Composing Text and Structured Databases
- Rakesh Agrawal ,
- Ariel Fuxman ,
- Anitha Kannan ,
- Qi Lu ,
- John Shafer
MSR-TR-2012-22 |
We postulate a universe of objects in which each object is described by a set of characteristics. Different objects can have the same or different characteristics, but they differ in at least one characteristic. Thus, every object can be conceptually thought to have an implicit unique identity, though the object identity is not manifest. We have two data sources. The first contains text documents written in a natural language, each discussing some aspects of a small number of objects. There is no marking or structure in the documents that explicitly identifies the objects that the document is about; each text is simply a sequence of words. The second source is a collection of structured records, each record containing representative but partial characteristics of some object.
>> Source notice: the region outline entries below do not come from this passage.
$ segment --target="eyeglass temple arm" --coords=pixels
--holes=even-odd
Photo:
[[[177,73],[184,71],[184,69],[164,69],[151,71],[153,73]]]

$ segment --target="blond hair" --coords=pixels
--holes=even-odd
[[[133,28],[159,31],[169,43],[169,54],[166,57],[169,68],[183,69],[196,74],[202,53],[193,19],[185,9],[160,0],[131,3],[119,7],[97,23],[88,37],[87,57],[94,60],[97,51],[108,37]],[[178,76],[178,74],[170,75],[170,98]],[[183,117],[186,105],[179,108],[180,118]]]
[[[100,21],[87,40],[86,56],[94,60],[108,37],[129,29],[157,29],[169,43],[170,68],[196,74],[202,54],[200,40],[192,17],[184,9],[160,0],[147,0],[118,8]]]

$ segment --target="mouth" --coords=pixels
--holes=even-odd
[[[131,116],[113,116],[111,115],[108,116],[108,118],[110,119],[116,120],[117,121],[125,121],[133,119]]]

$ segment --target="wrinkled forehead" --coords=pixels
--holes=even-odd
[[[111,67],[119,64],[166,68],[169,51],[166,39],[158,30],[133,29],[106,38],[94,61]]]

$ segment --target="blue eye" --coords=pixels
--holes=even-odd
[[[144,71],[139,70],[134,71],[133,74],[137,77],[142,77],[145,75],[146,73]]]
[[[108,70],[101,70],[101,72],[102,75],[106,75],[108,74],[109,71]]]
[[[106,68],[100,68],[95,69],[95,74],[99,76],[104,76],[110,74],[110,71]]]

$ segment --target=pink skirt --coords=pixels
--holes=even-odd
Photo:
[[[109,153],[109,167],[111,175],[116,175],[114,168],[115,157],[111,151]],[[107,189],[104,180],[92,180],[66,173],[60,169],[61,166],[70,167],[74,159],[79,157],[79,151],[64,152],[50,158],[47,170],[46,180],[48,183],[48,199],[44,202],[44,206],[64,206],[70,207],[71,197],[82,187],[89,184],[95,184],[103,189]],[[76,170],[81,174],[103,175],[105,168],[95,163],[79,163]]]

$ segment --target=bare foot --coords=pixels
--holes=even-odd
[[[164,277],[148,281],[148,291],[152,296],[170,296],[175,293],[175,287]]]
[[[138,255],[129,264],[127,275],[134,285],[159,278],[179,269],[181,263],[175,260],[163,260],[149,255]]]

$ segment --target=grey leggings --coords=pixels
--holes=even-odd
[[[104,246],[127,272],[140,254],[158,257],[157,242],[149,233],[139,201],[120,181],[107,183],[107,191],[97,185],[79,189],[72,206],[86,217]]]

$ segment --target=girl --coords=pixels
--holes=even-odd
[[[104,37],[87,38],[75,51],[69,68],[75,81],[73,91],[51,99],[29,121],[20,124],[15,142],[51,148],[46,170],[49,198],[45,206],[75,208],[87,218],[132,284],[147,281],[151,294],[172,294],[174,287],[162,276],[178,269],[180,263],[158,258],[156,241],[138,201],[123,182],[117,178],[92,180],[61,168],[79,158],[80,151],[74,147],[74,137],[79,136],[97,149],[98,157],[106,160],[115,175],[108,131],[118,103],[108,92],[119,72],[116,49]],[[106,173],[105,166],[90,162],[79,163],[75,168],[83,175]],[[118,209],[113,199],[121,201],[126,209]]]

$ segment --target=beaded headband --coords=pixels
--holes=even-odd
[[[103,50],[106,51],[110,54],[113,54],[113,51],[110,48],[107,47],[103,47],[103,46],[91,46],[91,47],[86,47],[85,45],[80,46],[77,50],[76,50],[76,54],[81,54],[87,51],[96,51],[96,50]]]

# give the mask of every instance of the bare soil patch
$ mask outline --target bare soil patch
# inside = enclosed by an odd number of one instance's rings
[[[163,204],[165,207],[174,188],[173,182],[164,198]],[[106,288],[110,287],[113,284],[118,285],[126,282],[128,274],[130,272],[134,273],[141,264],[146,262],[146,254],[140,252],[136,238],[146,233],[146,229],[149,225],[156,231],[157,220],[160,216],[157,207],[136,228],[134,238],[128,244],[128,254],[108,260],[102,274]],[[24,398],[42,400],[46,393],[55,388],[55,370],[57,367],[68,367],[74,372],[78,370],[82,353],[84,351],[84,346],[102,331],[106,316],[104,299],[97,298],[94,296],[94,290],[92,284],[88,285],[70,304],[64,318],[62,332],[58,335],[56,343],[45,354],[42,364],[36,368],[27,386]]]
Under this setting, we present a framework for composing texts about the objects and structured information about them. The framework is centered around the concept of “trait”: a set of characteristics that can serve as the proxy for the identity of an object. Traits might sound similar to database keys, but traits are instance-based rather than schema-based. We present techniques for computing traits, mapping structured records and text documents to traits, and thus joining information about the same object from two repositories. Our extensive experiments using synthetic data demonstrate the effectiveness of our approach under a wide range of operating parameters. Experiments using empirical data validate the results of the synthetic experiments.